The Chicago Symphony Orchestra’s “French Reveries and Passions” festival is winding down, and not letting up on energy. Dynamic performances of pieces by Debussy and Ravel opened Thursday’s program, and Messiaen’s mammoth Turangalîla-Symphonie brought the night to an exhilarating close.
Samuel Coles began the program with Debussy’s Syrinx for solo flute, in an imaginative start to a symphony orchestra concert. The lights were dimmed to their limit with a single spotlight on Coles, putting all the attention on the player. The threads of music that comprise this minutes-long work recall the famous opening of Prélude à l'après-midi d'un faune, and Coles rendered a particularly colorful tapestry, especially in the huskier registers of his instrument.
Following this vignette came French music of a different ilk when Jean-Yves Thibaudet joined the CSO with conductor Esa-Pekka Salonen for Ravel’s Piano Concerto in G Major. This is a an upbeat, jazzy concerto, initially conceived as a divertissement (and written after Ravel's tour of America which included meeting Gershwin and some nights spent in jazz clubs). Salonen conducted crisply right from the opening whip-crack, with the CSO sounding watertight throughout the gnarly score. Thibaudet handled the showy elements of the concerto deftly, but it was the more introspective moments that left the greatest impression. The section in the first movement with undulating arpeggios and trills was something special, and the second movement was like a blissful daydream, timeless and whimsical. Scott Hostetler provided sensitive accompaniment on the English horn in this Satie-esque movement. The concerto concludes with a rather sassy finale, played with elfish dexterity by Thibaudet. The dizzyingly fleet tempo was handled well by the CSO, and particular commendation goes out to Keith Buncke’s burbling bassoon noodling and John Bruce Yeh’s virtuosic Eb-clarinet licks. Perhaps it’s cliché to say a Frenchman can play French music best, yet Thibaudet had an undeniably eloquent and endearing turn of phrase throughout this concerto.

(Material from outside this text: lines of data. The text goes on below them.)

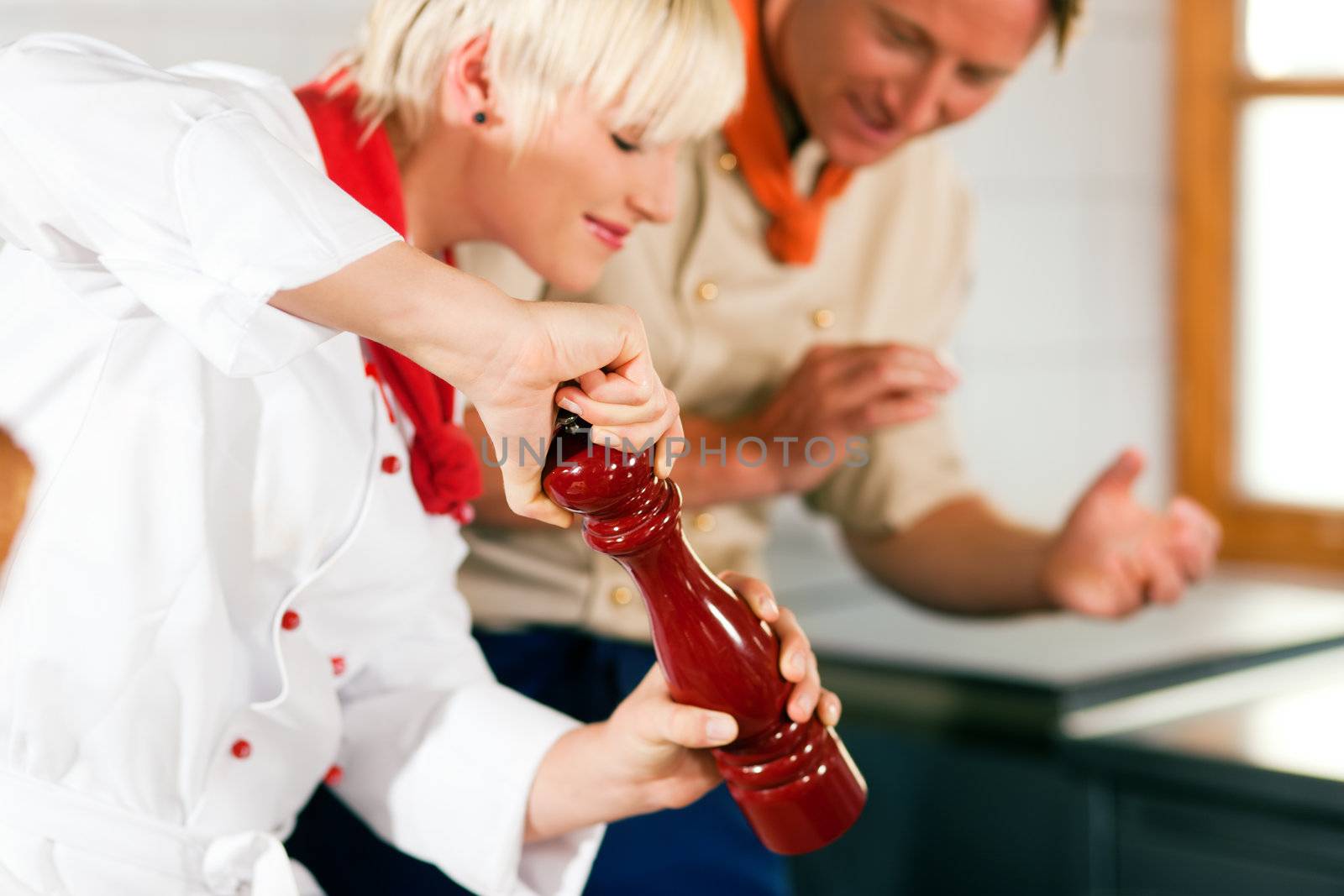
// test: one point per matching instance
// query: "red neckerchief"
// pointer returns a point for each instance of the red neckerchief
(444, 465)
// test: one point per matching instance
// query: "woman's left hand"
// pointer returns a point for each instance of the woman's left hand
(797, 663)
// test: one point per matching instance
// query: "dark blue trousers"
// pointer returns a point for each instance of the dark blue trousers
(702, 851)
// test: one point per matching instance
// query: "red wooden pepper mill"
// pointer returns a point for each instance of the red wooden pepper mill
(795, 782)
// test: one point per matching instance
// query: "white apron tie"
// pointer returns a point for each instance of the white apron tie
(219, 867)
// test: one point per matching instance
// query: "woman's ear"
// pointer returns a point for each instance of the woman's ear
(465, 92)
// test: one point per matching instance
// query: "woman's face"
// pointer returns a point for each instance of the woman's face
(568, 203)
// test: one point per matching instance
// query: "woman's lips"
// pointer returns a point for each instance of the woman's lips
(611, 234)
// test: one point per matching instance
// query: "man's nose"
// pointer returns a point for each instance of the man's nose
(924, 103)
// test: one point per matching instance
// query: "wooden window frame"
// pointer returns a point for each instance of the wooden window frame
(1211, 89)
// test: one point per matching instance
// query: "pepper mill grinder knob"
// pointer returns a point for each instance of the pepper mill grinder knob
(795, 782)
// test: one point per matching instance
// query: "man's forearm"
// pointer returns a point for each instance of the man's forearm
(961, 558)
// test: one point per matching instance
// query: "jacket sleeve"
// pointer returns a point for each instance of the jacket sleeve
(438, 759)
(176, 188)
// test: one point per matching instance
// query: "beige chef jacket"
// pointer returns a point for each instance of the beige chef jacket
(727, 324)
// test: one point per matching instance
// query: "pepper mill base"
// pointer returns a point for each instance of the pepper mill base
(806, 810)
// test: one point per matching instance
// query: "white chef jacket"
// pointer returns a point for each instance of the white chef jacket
(223, 587)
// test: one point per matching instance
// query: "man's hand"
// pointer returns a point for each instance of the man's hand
(840, 391)
(1113, 555)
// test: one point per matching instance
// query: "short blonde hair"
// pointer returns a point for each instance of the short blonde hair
(672, 67)
(1065, 15)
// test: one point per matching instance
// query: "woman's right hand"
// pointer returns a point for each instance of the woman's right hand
(600, 347)
(507, 356)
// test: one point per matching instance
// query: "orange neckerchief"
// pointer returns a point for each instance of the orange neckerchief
(757, 139)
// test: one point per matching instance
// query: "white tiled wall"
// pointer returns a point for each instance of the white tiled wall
(1065, 343)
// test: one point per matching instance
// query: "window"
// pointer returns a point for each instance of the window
(1260, 270)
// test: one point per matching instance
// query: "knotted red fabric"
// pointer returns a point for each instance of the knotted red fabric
(360, 161)
(756, 137)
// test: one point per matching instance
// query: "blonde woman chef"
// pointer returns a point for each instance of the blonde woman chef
(226, 589)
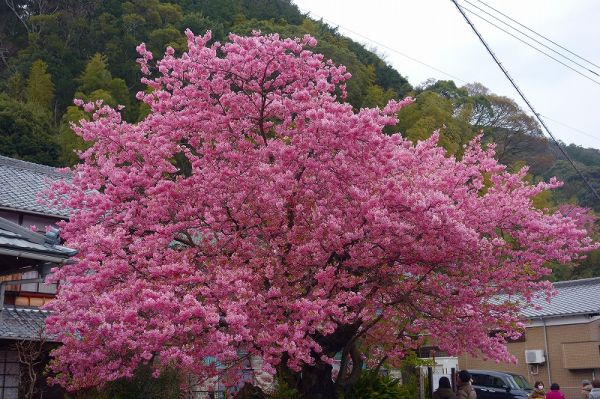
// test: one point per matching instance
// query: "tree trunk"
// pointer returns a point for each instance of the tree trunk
(315, 381)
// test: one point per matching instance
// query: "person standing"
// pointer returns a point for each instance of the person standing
(586, 387)
(555, 392)
(538, 391)
(444, 390)
(595, 391)
(465, 389)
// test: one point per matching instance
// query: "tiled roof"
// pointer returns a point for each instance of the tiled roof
(573, 297)
(23, 323)
(21, 182)
(16, 240)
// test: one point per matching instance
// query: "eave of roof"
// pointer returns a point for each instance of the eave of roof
(21, 183)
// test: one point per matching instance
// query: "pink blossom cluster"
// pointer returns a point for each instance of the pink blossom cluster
(253, 211)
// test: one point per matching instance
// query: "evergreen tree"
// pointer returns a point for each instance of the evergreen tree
(40, 89)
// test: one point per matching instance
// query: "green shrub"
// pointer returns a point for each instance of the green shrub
(371, 385)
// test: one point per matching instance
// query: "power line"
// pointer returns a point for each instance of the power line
(333, 23)
(390, 48)
(531, 38)
(539, 34)
(514, 84)
(570, 127)
(529, 44)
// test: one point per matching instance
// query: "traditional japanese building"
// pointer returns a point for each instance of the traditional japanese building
(26, 257)
(561, 343)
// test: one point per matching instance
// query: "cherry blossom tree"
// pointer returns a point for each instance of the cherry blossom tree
(254, 213)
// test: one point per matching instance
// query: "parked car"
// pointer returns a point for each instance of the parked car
(499, 385)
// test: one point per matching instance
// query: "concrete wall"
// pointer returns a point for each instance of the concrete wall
(561, 333)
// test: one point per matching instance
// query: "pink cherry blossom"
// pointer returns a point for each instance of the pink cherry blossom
(252, 213)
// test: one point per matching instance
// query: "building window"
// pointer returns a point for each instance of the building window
(9, 374)
(508, 339)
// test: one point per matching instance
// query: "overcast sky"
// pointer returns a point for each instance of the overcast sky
(433, 32)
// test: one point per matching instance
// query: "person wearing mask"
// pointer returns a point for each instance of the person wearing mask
(555, 392)
(465, 389)
(444, 390)
(586, 387)
(595, 391)
(538, 391)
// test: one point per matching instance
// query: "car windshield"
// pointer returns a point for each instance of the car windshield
(519, 382)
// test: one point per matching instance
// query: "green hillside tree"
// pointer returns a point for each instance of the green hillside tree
(26, 133)
(40, 89)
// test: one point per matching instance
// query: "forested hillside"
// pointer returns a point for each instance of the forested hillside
(52, 51)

In stark contrast to the lonely fashion in which the concert began, the stage was filled to the brim with players for Messian’s behemoth, Turangalîla-Symphonie. In addition to featuring solo piano and ondes Martenot (an electronic instrument with a sound similar to a theremin), this work calls for a vastly expanded orchestra, particularly in the brass and percussion sections. Thibaudet returned to play the solo piano part while the ondes Martenot was performed (from memory!) by specialist Valérie Hartmann-Claverie. The name of this work is derived from Sanskrit words for “time” and “play,” and other derivations include a melting pot of diverse ideas, such as Balinese gamelan music, ancient Indian rhythms, and (in abstraction) Catholicism. Important themes include, broadly, creation, destruction, and love. Musical cyclic themes are also present and help fuse this work’s massive ten movements.